**Question:**

The radius of a circle with centre *O* is 5 cm (Fig . 15.84). Two radii *OA* and *OB *are drawn at right angles to each other. Find the areas of the segments made by the chord *AB* (Take π = 3.14).

**Solution:**

We have given that the radius of the circle is 5 cm.
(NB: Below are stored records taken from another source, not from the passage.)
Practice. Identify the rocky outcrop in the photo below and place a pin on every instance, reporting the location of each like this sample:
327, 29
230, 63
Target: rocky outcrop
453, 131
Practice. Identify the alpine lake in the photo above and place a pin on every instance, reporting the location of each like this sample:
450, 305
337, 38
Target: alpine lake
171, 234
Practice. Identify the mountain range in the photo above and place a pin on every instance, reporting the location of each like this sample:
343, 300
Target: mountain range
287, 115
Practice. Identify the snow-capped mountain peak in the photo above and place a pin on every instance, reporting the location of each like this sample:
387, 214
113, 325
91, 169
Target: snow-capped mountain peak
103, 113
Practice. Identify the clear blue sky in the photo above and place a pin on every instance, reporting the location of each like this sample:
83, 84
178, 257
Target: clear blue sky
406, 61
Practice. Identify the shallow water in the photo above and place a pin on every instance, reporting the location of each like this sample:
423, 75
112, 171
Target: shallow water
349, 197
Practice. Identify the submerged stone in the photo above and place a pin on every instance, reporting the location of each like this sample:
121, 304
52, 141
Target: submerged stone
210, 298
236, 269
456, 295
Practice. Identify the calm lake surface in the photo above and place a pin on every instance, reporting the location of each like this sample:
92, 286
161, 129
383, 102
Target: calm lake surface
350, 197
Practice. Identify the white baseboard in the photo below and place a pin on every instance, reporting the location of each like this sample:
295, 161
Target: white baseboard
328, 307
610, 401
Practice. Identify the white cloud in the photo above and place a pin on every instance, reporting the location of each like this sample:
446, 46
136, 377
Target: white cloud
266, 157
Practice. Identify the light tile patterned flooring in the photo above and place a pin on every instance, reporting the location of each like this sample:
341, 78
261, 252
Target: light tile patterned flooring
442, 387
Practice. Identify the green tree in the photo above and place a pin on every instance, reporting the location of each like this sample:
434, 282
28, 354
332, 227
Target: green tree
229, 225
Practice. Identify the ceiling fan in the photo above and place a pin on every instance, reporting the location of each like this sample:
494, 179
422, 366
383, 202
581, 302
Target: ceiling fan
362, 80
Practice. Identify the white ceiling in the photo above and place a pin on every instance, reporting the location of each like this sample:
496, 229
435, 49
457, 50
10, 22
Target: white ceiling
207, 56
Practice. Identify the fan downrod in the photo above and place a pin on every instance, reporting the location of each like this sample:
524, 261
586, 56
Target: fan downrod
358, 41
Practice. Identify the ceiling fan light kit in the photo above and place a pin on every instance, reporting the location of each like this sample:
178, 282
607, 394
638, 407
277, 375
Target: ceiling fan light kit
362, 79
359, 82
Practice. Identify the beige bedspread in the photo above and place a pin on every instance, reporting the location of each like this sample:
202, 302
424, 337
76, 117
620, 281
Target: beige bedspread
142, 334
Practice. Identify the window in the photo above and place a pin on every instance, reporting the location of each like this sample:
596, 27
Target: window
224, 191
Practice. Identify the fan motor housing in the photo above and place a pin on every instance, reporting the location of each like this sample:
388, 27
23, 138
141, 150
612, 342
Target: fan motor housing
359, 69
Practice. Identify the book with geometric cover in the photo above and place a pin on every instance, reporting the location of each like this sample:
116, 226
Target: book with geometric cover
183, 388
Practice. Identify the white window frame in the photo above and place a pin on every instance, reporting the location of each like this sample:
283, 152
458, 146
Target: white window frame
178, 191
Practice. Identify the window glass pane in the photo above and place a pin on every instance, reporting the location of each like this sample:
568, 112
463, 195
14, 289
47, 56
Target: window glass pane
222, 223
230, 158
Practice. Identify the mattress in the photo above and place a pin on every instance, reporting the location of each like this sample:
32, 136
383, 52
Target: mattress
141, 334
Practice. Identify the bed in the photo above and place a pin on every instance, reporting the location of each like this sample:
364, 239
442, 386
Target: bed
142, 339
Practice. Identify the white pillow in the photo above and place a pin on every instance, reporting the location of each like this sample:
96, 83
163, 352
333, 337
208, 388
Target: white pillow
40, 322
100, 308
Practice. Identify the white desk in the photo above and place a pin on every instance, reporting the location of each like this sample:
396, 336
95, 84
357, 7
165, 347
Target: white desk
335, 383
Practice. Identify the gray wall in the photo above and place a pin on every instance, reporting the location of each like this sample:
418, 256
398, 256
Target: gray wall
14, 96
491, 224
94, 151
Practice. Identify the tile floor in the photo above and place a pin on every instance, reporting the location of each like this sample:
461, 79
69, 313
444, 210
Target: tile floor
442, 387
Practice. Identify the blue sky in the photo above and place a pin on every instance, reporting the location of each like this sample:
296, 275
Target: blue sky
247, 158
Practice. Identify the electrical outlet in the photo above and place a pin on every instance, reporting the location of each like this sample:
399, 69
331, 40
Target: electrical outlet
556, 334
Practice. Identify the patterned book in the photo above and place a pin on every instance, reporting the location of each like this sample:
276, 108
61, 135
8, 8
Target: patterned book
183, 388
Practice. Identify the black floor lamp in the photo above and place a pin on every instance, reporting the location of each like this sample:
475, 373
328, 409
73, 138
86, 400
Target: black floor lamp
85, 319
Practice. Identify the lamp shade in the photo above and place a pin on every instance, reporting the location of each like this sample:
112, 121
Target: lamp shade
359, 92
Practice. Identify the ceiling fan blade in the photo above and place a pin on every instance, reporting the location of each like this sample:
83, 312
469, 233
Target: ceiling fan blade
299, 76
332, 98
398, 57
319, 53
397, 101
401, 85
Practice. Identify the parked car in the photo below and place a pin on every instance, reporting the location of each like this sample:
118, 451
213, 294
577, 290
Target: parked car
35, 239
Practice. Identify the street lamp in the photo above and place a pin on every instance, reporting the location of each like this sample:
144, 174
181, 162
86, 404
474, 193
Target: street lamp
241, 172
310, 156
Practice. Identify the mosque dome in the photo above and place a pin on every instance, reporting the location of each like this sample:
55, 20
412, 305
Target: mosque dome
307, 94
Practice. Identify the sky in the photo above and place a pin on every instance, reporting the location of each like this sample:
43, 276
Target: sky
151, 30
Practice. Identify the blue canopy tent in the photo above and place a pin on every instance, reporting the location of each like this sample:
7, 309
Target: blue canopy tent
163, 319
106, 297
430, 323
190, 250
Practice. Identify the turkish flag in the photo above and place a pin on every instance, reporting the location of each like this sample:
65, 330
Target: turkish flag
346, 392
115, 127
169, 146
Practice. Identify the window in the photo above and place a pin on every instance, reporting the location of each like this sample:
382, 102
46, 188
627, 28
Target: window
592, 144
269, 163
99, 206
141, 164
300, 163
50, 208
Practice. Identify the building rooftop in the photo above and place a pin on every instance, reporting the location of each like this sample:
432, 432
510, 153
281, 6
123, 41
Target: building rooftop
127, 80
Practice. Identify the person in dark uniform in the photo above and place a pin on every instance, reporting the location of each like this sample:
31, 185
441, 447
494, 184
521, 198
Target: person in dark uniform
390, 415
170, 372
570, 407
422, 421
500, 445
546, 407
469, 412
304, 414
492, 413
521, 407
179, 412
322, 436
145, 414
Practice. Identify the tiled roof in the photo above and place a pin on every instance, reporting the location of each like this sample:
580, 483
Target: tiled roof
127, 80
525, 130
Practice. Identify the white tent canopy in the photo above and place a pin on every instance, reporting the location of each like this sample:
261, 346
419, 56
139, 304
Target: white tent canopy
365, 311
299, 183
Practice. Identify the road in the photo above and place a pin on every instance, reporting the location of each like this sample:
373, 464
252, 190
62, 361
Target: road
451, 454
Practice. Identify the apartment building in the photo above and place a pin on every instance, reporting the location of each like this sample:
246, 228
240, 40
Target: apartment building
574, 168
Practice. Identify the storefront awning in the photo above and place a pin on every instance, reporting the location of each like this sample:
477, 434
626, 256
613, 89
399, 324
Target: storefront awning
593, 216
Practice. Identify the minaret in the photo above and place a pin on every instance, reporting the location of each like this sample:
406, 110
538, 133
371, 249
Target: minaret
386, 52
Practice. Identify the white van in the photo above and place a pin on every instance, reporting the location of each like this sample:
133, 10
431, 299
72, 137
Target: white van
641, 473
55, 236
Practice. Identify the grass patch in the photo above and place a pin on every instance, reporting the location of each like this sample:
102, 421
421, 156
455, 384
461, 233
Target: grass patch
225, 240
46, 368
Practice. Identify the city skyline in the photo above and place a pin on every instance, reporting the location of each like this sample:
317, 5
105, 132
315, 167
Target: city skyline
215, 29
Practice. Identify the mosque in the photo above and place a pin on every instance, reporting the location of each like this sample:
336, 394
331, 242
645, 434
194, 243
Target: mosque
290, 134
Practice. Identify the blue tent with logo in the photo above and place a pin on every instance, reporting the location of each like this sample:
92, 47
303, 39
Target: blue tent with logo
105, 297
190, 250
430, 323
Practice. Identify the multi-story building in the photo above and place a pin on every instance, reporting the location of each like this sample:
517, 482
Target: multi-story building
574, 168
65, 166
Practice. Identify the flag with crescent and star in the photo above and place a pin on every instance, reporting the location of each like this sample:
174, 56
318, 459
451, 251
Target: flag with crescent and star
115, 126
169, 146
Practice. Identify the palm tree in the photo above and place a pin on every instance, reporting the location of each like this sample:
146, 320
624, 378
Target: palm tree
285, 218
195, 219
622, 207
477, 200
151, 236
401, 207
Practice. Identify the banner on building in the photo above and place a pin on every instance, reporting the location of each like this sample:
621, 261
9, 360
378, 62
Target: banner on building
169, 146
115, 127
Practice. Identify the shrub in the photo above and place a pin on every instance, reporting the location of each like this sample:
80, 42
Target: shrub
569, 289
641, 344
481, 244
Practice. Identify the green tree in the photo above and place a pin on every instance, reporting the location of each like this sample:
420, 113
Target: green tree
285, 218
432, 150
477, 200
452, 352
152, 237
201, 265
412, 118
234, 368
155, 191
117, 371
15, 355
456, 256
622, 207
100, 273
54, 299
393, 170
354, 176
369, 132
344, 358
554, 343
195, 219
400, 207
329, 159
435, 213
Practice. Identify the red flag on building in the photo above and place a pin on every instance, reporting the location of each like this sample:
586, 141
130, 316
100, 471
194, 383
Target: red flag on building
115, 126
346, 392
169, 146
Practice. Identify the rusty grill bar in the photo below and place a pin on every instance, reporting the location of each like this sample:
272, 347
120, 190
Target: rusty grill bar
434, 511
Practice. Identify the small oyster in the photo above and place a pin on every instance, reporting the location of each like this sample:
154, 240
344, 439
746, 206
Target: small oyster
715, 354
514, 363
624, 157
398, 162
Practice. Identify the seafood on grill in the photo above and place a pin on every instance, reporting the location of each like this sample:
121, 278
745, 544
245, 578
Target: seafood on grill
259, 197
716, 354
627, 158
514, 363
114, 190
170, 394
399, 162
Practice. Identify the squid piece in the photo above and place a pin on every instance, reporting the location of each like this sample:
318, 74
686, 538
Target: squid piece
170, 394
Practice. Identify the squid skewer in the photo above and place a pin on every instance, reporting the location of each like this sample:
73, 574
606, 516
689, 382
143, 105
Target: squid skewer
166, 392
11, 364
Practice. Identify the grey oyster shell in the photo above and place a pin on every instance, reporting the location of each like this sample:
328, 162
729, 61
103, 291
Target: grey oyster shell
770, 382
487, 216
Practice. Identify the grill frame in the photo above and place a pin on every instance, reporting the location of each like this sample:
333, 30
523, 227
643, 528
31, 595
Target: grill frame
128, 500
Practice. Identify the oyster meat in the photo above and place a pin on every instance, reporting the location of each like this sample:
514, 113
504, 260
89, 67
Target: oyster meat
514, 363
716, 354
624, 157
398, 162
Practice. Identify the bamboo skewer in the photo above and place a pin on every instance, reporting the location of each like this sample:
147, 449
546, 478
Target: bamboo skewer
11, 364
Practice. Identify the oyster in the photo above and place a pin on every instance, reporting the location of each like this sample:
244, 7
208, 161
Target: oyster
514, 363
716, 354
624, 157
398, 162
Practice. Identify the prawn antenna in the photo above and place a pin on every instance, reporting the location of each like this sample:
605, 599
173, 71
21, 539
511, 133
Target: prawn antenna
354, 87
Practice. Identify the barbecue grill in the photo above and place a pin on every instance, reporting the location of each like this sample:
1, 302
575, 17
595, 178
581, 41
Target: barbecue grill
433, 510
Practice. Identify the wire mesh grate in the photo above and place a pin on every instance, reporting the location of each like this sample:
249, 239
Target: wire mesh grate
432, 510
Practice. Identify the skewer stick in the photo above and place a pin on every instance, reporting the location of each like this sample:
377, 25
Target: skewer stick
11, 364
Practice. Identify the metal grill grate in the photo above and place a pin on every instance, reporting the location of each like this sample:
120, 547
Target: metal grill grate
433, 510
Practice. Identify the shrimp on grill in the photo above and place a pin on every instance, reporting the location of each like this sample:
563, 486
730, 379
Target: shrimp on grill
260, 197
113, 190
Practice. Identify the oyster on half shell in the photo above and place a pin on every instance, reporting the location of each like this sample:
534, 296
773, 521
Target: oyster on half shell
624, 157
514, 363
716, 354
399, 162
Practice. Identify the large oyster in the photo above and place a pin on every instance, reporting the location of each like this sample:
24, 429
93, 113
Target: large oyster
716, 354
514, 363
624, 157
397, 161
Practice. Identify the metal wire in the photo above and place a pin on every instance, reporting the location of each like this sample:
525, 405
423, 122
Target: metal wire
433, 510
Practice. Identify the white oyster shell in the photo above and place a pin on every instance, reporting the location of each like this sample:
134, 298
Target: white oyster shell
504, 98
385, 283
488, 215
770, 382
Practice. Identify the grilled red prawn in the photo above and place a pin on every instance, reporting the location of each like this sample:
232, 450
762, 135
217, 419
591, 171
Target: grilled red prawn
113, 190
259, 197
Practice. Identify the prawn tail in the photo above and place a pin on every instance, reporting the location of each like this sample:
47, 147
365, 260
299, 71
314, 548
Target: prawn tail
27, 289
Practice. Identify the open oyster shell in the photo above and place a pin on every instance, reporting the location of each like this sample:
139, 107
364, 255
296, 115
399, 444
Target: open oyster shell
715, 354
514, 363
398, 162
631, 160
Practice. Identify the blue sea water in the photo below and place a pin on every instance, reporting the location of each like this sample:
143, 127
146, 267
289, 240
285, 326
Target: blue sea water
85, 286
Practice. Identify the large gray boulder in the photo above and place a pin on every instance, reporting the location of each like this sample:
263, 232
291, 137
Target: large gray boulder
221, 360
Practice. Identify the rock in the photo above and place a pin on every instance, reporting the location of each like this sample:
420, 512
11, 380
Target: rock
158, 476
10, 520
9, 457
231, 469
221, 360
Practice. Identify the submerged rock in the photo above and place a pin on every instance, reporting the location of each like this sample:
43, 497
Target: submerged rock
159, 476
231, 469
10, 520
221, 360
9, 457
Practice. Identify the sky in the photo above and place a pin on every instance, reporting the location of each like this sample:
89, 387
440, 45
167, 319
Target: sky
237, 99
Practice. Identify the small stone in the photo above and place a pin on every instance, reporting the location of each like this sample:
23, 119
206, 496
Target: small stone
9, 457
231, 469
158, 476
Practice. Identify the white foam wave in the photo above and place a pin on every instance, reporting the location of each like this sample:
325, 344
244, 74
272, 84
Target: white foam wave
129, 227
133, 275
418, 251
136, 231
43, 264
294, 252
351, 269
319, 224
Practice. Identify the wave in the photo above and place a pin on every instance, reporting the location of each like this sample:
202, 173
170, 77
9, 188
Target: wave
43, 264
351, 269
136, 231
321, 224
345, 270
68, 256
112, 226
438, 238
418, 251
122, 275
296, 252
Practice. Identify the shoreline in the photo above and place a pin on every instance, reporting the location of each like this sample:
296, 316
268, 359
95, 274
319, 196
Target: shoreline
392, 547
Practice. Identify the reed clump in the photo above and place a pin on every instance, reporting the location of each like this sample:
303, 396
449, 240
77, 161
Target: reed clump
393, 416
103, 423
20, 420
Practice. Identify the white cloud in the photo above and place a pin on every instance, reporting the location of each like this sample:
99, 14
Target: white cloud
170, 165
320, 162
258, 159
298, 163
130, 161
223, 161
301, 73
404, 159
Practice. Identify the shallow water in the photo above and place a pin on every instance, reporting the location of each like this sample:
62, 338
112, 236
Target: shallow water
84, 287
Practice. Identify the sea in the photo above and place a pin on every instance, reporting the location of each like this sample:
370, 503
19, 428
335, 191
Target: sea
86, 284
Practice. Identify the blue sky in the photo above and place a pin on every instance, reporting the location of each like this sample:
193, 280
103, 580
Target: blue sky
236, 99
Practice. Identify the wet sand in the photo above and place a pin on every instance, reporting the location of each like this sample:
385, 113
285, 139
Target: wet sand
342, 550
First we will find the area of the minor segment AB as given below,

Area of the minor segment $\mathrm{AB}=\left(\frac{\pi \theta}{360}-\sin \frac{\theta}{2} \cos \frac{\theta}{2}\right) r^{2}$

Substituting the values we get,

Area of the minor segment $\mathrm{AB}=\left(\frac{3.14 \times 90}{360}-\sin 45 \cos 45\right) 5^{2}$

$\therefore$ Area of the minor segment $\mathrm{AB}=\left(\frac{282.6}{360}-\frac{1}{\sqrt{2}} \times \frac{1}{\sqrt{2}}\right) \times 25$

$\therefore$ Area of the minor segment $A B=\left(\frac{282.6}{360}-\frac{1}{2}\right) \times 25$

$\therefore$ Area of the minor segment $\mathrm{AB}=\left(\frac{565.5-360}{720}\right) \times 25$

$\therefore$ Area of the minor segment $\mathrm{AB}=\frac{205.2}{720} \times 25$

$\therefore$ Area of the minor segment $\mathrm{AB}=\frac{5130}{720}$

$\therefore$ Area of the minor segment $A B=7.125$

Now we will calculate the area of the major segment AB as given below,

$\therefore$ Area of the major segment $\mathrm{AB}=$ Area of the circle-Area of the minor segment

$\therefore$ Area of the major segment $A B=$ Area of the circle-Area of the minor segment

$\therefore$ Area of the major segment $A B=3.14 \times 25-7.125$

$\therefore$ Area of the major segment $\mathrm{AB}=78.5-7.125$

$\therefore$ Area of the major segment $\mathrm{AB}=71.375$

Therefore, areas of the minor and major segments are $7.125 \mathrm{~cm}^{2} 771.375 \mathrm{~cm}^{2}$ respectively.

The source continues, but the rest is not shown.